Engineering Is The New Design
Meet the new boss, same as the old boss.
For decades we software engineers were the elect, the sorcerers, the speakers of mysteries. MBAs might plot the course of our companies; Product and Design defined what customers might do and how they interacted; but only we understood the magic behind it all … and we treated the ‘non-technical’ with suspicion and - all too often - barely disguised contempt.
No more. The proverbial shoe has switched feet. Now, on one side, managers and designers have entered our once-inviolable sanctuary, prototyping their own apps overnight, saying of engineering delays “I could Claude Code this in a weekend!” like a Hacker News commenter. Worse yet, sometimes they aren’t even wrong.
On the other side, if if you work at a company with a modeling team, you know that they are now the high priests and priestesses, speaking in riddles, casually detonating delays with that’s-just-the-way-it-is shrugs, consuming the lion’s share of time and money and attention, working their new magic with the coupled stress and swagger of corporate main-character syndrome … tinged with a certain reflexive dismissiveness of those outside their temple, one which seems awkwardly familiar to us engineers. And they aren’t wrong either. Our church has been usurped. Ours are the old gods now; not gone, but no longer especially relevant.

So what will happen to us? Well. Design might be an illuminating metaphor.
1. Everyone Will Have An Opinion (And A Contribution)
I’ve worked on hundreds of software projects (I used to be CTO of HappyFunCorp, which had dozens on the go at any given moment) and I have long felt great sympathy for the designers who worked on them, because while clients and managers knew they didn’t know anything about engineering, and thus let us engineers handle it, everyone thinks they know something about design, so it is always a negotiation.

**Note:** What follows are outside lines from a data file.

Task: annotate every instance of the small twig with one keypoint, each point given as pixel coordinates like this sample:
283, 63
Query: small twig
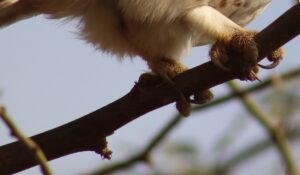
28, 143
143, 156
274, 130
84, 133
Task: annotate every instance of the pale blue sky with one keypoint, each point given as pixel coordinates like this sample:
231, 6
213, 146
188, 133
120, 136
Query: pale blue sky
48, 77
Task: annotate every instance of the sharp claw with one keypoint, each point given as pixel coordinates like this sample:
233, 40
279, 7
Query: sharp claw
220, 65
270, 66
253, 74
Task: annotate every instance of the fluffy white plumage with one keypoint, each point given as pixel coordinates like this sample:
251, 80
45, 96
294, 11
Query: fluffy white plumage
148, 28
159, 31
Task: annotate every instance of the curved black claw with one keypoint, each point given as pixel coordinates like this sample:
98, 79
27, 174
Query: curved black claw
270, 66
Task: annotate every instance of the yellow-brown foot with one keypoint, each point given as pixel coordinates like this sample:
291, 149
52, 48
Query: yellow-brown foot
238, 53
275, 57
167, 69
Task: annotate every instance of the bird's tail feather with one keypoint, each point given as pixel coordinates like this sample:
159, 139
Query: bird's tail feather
12, 11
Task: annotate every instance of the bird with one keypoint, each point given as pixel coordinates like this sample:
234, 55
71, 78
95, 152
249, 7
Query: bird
161, 32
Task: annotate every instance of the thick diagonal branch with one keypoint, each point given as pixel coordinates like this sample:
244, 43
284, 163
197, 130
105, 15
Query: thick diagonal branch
88, 132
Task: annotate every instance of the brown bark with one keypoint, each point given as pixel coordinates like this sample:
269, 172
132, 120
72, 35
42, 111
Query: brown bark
88, 132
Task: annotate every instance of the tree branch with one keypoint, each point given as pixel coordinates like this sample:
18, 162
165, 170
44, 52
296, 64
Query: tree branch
29, 144
143, 155
88, 133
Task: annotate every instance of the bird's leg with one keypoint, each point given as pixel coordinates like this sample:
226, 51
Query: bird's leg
238, 53
234, 47
167, 69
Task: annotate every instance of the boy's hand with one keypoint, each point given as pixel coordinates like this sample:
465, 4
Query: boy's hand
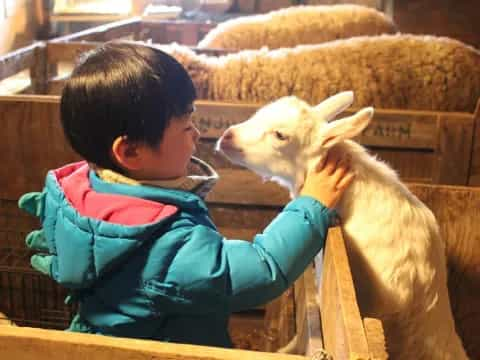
328, 180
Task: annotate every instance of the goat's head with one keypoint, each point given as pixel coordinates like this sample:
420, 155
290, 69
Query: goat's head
283, 139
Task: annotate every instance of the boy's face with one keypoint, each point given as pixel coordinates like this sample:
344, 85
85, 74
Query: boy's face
171, 157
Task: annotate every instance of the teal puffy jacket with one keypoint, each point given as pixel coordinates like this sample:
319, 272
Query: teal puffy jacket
148, 262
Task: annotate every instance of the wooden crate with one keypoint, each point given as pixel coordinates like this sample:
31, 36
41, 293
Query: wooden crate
423, 146
294, 315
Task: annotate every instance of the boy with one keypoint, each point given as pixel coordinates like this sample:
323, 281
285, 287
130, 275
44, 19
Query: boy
127, 230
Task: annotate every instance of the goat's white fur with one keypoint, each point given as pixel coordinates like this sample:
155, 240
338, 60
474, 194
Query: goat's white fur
396, 254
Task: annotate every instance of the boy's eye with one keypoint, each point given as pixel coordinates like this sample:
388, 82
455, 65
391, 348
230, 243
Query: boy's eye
280, 136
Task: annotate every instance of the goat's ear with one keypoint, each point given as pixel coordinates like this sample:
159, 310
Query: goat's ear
346, 128
333, 105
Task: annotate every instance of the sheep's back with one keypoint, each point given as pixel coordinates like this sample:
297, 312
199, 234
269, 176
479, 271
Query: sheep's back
388, 71
298, 25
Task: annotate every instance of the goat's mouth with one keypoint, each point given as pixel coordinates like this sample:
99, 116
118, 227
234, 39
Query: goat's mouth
234, 154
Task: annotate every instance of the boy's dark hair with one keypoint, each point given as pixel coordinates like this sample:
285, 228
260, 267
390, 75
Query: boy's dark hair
122, 89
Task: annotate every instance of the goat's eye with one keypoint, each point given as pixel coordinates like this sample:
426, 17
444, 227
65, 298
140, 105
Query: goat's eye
280, 136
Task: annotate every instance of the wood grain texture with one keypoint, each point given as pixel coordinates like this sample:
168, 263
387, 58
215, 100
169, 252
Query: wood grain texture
342, 325
22, 343
474, 171
457, 210
375, 339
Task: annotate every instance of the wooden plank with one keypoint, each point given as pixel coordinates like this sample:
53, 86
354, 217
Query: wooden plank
32, 142
280, 321
18, 60
39, 70
57, 52
180, 31
454, 149
22, 343
400, 129
97, 33
393, 129
457, 210
474, 170
342, 327
375, 339
309, 331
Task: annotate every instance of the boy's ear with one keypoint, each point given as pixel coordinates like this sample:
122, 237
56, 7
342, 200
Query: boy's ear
343, 129
127, 154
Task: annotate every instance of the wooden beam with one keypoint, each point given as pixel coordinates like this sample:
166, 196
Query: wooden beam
342, 326
474, 167
18, 60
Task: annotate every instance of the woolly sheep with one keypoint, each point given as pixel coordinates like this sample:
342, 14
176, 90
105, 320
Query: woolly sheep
387, 71
297, 25
396, 254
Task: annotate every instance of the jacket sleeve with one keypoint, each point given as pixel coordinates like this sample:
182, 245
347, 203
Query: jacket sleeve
242, 274
262, 270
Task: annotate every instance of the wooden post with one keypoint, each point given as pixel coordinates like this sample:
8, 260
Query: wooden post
474, 168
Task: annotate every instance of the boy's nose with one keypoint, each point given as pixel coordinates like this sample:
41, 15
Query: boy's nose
227, 136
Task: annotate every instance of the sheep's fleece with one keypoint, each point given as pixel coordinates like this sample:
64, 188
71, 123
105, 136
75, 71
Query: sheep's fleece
386, 71
298, 25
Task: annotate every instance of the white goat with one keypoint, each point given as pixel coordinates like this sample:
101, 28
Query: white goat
396, 254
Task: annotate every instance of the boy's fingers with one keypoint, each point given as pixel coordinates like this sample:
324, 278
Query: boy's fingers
345, 181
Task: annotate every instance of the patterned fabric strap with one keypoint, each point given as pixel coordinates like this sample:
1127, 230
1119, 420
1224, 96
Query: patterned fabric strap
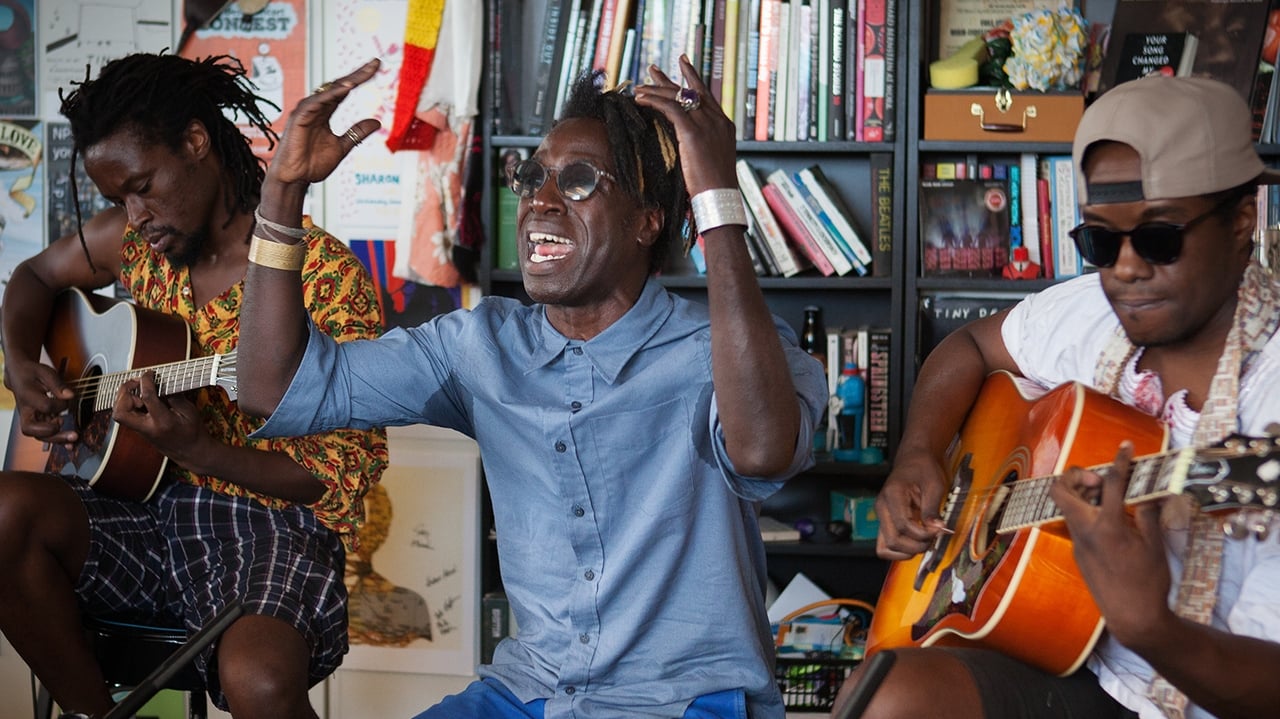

I think we can expect that for engineering too. Previously, if you proposed a GraphQL API, almost all managers and product people would simply shrug and acquiesce. Going forward we can expect them to say “Wait … my prototype just used a REST API, and ChatGPT says GraphQL is more complex and less performant, why are you proposing that?” Expect many more architectural conversations - and many many more “oh, I had Claude make a little tweak” from everyone else in the company.
Designers have long found this infuriating. We will too. But it isn’t bad! Some of it will come from a place of ignorance: in the same way that most people don’t understand accessibility concerns, or color theory, most people won’t understand “separation of concerns” or “encapsulation over inheritance” (and we certainly can’t really on agentic code to be elegant, at least yet.) But some of it will come from a place of wisdom … and more importantly, the objective is to ship a product that people will use, not one that is perfectly designed or perfectly engineered.
2. There Will Be Fewer Of Us, Doing More
I’m not saying there will necessarily be fewer full stop; the Jevons paradox vs. “we just automated ourselves out of a profession” debate isn’t settled yet. (I’m a centrist.) But for a given volume of products, there will be fewer engineers, each responsible for more products. For some people that is already incredibly obvious, but I’m not sure everyone’s internalized it yet.
Traditionally, if you were building a startup-sized product you would have a team of engineers and one designer, or, often, a fractional designer. In practice you might have a small design team with fractional collaborations across all projects, so you’d get e.g. 3/8 of one designer’s time and 1/8 of another, so if one went away you’d still have some coverage.
I think we can expect the same of engineering. If your job is now mostly oversight and refactoring of agentic code, you don’t need to be one of five engineers any more; rather, you will split your time between multiple projects. For larger projects you’ll still have teams, but they’ll be much reduced in size.
3. Expertise Still Matters
The hard truth is that, above a certain baseline level of comprehensibility, software quality mostly doesn’t matter that much. I’m sorry. I wish it did too. But nope. There are still a few subgenres where it does - security being the most prominent - but does it actually affect the ultimate success of your product? Only very rarely. If quality did matter, then presumably language would matter, but…
Until recently software quality mattered because it determined the speed at which you could move, not because it actually mattered the success of your product. (I have been making this point for ten years.) But agents can work so quickly now, and more importantly are getting better so fast, that they, not the elegance of your code, determine how fast you move now … again, as long as your code remains vaguely comprehensible.
And that’s where expertise still matters. Anyone who’s done serious agentic coding knows how, without guardrails, they can easily code their way into a swamp where their own code exceeds their own context or complexity capacity, and suddenly you find yourself stuck in the software equivalent of quicksand. As the agents get better, their dry-land territory grows, and the border of the swamp recedes … but it’s still out there, and they still seem oddly drawn to it.
Much of your job, now and for the foreseeable future, is to use your expertise to keep them out of the swamp. And that’s one thing the weekend Claude Coders still can’t do; in fact they can’t even see the swamp, until they’re in it.
4. We’re Here To Solve Problems, Not Write Code
This was always the case. It’s just unignorable now. Carmack again:
You, too, are a designer now. You’re just working in a different medium.